Caio Porfírio Carneiro
A invenção poética de Majela
Colares
Com estes dois livros de poemas,
Outono de Pedra (Giordano, SP, 1994) e O Soldador de Palavras
(Ateliê Editorial, SP, 1997), Majela Colares, firma-se no contexto
da nova geração de poetas brasileiros.
Outono de Pedra constata e evidencía a
saga de um povo, a sofrida gente nordestina. O autor, em versos
vibrantes e coloridos exibe, uma consistência poética exuberante.
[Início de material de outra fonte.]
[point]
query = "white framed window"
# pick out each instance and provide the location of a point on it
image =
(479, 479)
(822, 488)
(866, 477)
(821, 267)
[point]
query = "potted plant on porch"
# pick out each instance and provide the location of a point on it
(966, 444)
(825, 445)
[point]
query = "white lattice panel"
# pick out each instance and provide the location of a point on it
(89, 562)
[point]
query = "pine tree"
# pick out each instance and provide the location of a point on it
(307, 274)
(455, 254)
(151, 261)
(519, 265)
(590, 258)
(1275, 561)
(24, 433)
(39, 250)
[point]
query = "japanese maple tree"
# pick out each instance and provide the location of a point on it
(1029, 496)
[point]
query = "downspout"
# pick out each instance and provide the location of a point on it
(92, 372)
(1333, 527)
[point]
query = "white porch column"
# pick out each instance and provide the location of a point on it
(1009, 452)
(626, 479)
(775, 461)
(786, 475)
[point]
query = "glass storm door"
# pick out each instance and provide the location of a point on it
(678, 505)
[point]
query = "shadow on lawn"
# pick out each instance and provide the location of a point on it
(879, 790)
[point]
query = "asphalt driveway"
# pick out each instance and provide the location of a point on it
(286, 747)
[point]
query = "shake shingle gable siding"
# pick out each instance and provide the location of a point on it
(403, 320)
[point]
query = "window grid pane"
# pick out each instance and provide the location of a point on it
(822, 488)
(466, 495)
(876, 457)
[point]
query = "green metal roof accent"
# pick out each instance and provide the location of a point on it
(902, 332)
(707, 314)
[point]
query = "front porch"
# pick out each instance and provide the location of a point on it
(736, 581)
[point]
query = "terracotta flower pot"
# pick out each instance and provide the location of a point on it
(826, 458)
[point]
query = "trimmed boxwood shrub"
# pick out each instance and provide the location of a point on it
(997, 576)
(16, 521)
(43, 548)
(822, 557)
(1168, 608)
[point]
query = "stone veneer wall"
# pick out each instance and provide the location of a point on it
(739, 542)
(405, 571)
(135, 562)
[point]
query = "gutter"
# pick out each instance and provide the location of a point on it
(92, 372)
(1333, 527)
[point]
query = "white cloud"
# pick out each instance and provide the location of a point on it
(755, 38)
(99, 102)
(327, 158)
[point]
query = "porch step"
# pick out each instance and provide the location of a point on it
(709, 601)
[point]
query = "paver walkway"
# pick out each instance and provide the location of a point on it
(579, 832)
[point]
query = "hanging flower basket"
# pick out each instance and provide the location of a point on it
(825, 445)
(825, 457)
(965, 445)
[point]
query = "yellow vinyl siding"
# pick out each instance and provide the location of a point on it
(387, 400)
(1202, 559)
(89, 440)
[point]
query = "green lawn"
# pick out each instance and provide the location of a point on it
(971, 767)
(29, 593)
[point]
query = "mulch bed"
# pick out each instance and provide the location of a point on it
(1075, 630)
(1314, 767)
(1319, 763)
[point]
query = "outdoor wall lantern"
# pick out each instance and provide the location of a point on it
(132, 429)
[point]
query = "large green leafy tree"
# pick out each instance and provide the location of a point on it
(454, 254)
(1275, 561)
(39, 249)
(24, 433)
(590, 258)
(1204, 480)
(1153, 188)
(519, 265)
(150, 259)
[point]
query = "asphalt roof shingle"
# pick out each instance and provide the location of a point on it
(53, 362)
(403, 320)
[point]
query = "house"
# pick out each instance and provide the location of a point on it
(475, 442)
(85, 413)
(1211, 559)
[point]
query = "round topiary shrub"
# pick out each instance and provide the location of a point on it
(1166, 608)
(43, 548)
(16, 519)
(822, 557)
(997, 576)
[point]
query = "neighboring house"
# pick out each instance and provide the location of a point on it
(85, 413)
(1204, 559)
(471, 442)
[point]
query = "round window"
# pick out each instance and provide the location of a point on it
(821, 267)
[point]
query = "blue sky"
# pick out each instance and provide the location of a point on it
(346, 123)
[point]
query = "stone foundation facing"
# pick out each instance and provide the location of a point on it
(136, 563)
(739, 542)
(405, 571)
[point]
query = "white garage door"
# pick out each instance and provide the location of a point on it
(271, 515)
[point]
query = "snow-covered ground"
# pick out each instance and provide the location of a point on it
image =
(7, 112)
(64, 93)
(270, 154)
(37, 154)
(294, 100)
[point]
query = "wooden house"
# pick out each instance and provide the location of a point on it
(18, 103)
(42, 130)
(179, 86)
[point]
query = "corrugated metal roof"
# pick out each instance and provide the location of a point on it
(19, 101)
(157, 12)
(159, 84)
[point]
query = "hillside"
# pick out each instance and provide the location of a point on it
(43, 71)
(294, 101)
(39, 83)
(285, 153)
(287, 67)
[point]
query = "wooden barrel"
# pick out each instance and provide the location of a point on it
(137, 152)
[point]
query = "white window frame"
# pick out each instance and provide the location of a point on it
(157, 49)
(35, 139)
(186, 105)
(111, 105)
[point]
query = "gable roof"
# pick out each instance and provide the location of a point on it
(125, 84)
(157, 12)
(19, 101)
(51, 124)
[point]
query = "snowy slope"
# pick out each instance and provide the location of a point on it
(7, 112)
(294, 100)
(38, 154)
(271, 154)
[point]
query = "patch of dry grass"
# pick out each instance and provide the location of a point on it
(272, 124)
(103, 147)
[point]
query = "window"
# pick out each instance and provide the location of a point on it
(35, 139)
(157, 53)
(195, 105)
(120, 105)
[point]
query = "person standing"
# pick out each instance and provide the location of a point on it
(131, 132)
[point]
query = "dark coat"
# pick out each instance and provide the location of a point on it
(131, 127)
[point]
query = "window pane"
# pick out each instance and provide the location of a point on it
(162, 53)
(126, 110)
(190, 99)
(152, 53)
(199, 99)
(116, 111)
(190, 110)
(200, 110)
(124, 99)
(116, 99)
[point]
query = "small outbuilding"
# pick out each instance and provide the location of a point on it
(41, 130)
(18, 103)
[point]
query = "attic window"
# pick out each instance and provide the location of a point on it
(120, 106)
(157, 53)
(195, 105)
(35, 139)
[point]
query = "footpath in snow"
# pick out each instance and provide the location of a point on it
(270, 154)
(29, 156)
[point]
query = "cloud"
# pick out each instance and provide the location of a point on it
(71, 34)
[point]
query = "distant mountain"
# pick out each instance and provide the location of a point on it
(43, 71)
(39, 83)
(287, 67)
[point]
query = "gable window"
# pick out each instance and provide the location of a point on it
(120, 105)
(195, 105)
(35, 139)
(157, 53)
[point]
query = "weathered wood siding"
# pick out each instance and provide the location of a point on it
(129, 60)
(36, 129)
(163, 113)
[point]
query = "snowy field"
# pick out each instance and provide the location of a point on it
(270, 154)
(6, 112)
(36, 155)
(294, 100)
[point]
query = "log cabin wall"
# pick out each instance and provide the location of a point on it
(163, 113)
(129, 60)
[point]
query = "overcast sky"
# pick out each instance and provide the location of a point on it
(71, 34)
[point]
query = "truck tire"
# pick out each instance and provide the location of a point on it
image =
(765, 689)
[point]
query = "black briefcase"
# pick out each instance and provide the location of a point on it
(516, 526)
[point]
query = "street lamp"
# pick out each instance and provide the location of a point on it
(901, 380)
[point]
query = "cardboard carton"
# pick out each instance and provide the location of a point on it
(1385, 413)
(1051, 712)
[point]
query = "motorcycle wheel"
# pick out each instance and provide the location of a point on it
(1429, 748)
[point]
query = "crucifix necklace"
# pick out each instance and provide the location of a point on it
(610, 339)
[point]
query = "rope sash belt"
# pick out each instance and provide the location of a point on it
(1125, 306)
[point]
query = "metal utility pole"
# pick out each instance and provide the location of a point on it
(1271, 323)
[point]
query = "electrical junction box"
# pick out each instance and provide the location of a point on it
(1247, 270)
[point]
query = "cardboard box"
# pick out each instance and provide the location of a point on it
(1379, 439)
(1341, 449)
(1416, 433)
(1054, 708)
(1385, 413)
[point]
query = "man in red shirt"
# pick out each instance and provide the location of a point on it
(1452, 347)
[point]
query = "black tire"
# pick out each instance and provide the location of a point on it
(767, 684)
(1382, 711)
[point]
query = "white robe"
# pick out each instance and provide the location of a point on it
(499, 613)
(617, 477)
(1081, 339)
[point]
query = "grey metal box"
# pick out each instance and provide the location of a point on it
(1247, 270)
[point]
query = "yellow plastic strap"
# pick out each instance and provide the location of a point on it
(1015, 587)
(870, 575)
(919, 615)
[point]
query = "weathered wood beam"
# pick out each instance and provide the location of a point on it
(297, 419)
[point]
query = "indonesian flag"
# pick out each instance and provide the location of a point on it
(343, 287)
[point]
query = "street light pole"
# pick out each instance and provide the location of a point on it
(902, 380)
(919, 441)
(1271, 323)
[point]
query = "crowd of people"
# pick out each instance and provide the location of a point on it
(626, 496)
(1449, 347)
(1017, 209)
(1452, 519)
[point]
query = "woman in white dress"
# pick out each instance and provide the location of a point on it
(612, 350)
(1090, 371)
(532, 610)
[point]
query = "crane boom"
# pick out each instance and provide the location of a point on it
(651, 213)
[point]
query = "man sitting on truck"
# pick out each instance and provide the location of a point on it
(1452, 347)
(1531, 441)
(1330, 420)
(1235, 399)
As metáforas, a diversificação
rítmica, a expressão criadora, que vai da balada ao visual plástico,
encantam e seduzem.
Apesar de todo o aparato cênico e
beleza metafórica, a poesia de Outono de Pedra guarda uma dimensão
impressionista: a imagem vem ao vivo e instantaneamente. Por mais
que poeta disfarce – e disfarça bem num jogo lúdico curiosíssimo – a
memória da terra, do homem e do tempo perdido é muito forte. Pouco
temos visto petas cantar nosso dias e seu passado perdido com tanta
dignidade criadora, como se observa em passagem como esta, em Outono
de Pedra:
Muros sombrios, limites
fantasmas de coronéis
No subsolo gargalham
choramingam velhas mágoas
na memória do porão
sopra um vento frio e brando
com o cheiro melancólico
condensado nas narinas
pesadelos ancestrais
(muita terra, poucos donos
de tão longe este refrão)
Nos poemas de O Soldador de Palavras,
Majela Colares soma, com incrível habilidade, a melhor vanguarda com
a melhor tradição lírica. E sempre aquela referida ressonância de
balada, que encanta em qualquer poesia. Suas “preocupações
técnicas”, de que fala César Leal, tem sutilezas tão filigranadas
que se tornam tangenciais ao longo do seu como dizer poético.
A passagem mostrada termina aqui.